Reposted from December 2015
The word is out that the next subject for discussion at a Synod of Bishops will be celibacy. I don't know if this is true, but it is worth reminding ourselves of exactly why the Latin Church (as opposed to the Byzantine, Maronite etc. churches) should not abandon celibacy.
A while ago I wrote a short series of posts on the topic:
The Crisis of Celibacy
The Attack on Celibacy is an Attack on the Priesthood
The Attack on Celibacy is an Attack on Marriage
Here are a few points from those posts.
First, we have come to this stage in the debate because, in a series of choices between strengthening or weakening celibacy, the Church's leadership has chosen to weaken it. These decisions have been understandable - it is important to stress that, taken individually, they may seem inevitable, or even laudable - but the cumulative effect has been to erode the principle of priestly celibacy. Examples of such decisions have been: the giving way to the massive departure of priests from their vows, and the moral support given by bishops to laicised priests, including groups calling openly for the end of celibacy; the promotion of married deacons, and the endemic confusion about deacons' obligations; the taking over of various liturgical functions by lay people, including women; and concessions made to former Anglican (and occasionally Lutheran) convert clergy.

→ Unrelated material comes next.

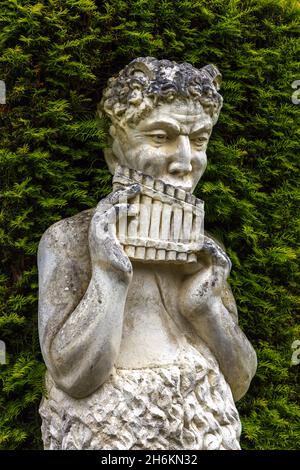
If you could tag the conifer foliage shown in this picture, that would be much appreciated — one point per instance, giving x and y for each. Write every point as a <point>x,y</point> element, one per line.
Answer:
<point>55,58</point>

If celibacy is of value, and St John Paul II liked to stress that it is, then we need to treat as being valuable. There is a price involved in maintaining the ideal of celibacy, and if we are not prepared to pay the price, then it will disapear. Tough decisions, perhaps harsh decisions, will be necessary from future Popes and from bishops who want to preserve and promote celibacy, and not just give it lip-service and take it for granted while it withers away.
Second, the priesthood is undermined by attempts to lower its costliness: the visible cost paid by those entering the priesthood, which demonstrates publicly their committment to the priestly ideal. The Eastern churches do not simply make do without celibacy: they have a disciplinary regime, of fasting, and an obligation to lengthy liturgies, which few Western priests would put up with for a minute. Well, our Western priests don't have to put up with it; it is not our tradition. Our priests' conforming to Christ is manifested in a different way. What this means is that the example of the Eastern churches does not make the liberal point that celibacy is unimportant; it does the opposite. A priesthood without any onerous obligations, a slack priesthood, has no historical precedent, and would have no future.
Third, the idea that priesthood can without further ado be combined with marriage undermines marriage, because it implies that marriage itself is not a serious committment with serious implications for one's way of life. In the liberals' conception, marriage is reduced to the status of an occasional sexual outlet for incontinent men. If that's what they think marriage is, it is no wonder that marriage is in trouble. And it is in trouble: it is in the most desperate trouble in the West, in no shape to shore up another crisis-ridden institution.
Liberals have a habit of taking for granted whatever they aren't currently attacking. When attacking celibacy, they take marriage, and the priesthood itself, for granted: they assume that if we carry on taking away the supporting attitudes and practices which surround these things, life will go on as before. It hasn't, and it won't.